Evidence pack section 5: Resilience and recovery:
- DR plan and recovery targets.
- Restore testing records and outcomes.
- Evidence that security incident scenarios are tested, not just hardware failure.
Evidence pack section 6: Network controls and supplier register:
- Firewall change control process, approvals, and periodic rule reviews.
- Supplier register with services delivered, contract durations, and key dependencies.
6) Common pitfalls that slow down audits
- Misclassification or unclear scoping, causing evidence to be too broad or irrelevant.
- Policies without operational proof (no tickets, logs, reviews, or testing records).
- Disaster recovery plans that have not been tested recently.
- Vulnerability scanning without prioritisation or closure evidence.
- An incomplete supplier register that misses subcontractors, cloud dependencies, or service providers.
7) A sensible timeline to avoid last-minute stress
To avoid a rush near submission, work backwards from your internal deadline and plan around evidence creation and remediation lead times.
A sensible approach:
- 10 to 12 weeks out: confirm scope, map evidence to assertions, launch gap remediation.
- 8 to 10 weeks out: evidence pack assembled, internal review, fix easy gaps.
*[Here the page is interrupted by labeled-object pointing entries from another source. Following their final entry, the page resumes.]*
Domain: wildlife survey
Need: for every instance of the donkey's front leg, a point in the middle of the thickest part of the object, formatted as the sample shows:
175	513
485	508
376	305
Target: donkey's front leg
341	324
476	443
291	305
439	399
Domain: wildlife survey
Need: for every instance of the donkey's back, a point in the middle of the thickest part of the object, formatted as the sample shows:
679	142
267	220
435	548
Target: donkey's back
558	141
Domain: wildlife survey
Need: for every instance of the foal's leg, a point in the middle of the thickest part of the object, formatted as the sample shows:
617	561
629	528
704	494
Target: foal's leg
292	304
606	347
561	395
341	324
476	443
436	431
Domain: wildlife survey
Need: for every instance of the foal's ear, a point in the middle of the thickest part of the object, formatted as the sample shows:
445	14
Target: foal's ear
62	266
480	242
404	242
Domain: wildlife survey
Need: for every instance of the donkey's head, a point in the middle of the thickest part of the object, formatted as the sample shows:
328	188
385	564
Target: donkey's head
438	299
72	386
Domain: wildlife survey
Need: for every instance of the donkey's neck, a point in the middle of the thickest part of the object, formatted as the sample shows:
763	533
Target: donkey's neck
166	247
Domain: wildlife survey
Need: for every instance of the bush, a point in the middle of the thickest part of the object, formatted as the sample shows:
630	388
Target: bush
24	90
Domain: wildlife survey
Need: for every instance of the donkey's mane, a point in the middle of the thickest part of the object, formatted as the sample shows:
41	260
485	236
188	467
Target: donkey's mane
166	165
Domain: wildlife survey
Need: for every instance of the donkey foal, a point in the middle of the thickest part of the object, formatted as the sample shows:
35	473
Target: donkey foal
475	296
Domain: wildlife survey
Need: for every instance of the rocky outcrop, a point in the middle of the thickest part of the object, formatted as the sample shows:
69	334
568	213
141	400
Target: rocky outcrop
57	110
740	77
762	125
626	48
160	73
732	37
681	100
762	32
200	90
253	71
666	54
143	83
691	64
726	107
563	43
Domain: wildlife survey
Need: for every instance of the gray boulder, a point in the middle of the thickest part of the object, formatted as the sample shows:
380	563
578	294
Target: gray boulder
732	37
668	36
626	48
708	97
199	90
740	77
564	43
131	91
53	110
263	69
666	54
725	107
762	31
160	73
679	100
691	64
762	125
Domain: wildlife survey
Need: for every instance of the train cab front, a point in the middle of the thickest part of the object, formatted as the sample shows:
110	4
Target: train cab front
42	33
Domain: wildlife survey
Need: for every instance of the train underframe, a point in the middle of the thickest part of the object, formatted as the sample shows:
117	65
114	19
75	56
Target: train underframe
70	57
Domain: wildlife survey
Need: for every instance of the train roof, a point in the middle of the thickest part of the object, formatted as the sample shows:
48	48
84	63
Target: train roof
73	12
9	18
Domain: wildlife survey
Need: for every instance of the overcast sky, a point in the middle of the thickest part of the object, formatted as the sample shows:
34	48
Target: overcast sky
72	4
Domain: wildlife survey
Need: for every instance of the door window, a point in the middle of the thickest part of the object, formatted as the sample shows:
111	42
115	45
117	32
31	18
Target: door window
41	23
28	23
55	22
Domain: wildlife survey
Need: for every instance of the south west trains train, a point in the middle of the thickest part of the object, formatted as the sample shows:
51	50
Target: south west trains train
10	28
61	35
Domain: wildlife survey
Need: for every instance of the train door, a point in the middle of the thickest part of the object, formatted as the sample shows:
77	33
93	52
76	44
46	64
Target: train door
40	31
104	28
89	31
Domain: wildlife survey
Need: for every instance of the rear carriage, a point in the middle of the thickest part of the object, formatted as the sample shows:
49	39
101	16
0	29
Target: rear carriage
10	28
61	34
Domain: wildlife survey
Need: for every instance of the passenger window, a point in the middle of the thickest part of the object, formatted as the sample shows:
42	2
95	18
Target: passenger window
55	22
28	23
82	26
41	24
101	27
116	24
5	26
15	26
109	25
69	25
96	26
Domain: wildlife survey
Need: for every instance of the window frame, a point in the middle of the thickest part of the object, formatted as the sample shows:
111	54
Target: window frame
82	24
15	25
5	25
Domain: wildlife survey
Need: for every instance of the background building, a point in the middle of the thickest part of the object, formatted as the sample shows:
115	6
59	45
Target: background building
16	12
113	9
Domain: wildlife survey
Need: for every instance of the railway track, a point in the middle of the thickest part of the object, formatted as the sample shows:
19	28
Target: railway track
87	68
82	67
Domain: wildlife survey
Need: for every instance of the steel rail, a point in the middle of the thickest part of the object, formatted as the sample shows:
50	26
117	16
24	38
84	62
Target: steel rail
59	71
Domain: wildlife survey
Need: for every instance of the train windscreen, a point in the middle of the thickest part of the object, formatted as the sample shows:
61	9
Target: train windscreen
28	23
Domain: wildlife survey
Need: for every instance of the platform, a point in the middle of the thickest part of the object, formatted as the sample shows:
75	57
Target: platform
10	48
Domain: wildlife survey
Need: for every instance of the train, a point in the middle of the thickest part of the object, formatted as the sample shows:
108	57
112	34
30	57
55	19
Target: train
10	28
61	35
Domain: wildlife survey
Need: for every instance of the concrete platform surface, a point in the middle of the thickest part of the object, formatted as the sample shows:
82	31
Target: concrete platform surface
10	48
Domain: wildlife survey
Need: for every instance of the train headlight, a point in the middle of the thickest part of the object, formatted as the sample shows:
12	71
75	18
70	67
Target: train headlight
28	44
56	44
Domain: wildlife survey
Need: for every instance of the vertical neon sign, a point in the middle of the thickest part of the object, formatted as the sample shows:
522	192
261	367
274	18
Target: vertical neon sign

- 6 to 8 weeks out: audit fieldwork and follow-up questions.
- 4 to 6 weeks out: close findings, finalise reporting, prepare submission artefacts.
- Ongoing: keep evidence current (access reviews, patch reporting, incident exercises).
Even if your business has strong controls, the key is consistency. Auditors are looking for repeatable practice, not a one-off sprint.
8) How Creative Networks can support your DSPT audit readiness
If you are preparing for the DSPT independent audit as an in-scope NHS IT supplier, the fastest route to confidence is an evidence-led readiness approach.
Creative Networks can help with:
- DSPT readiness support and evidence pack preparation.
- Gap assessments across access control, vulnerability management, incident response, and resilience.
- Practical remediation planning to close findings before audit.
- Ongoing security operations support that keeps evidence “live” throughout the year.
Final thoughts
Treat the 2025/26 DSPT independent audit as a chance to strengthen operational discipline, not just pass a compliance milestone. If your access, vulnerability management, incident response, and resilience controls are genuinely working and well-evidenced, the audit becomes a confirmation exercise rather than a scramble.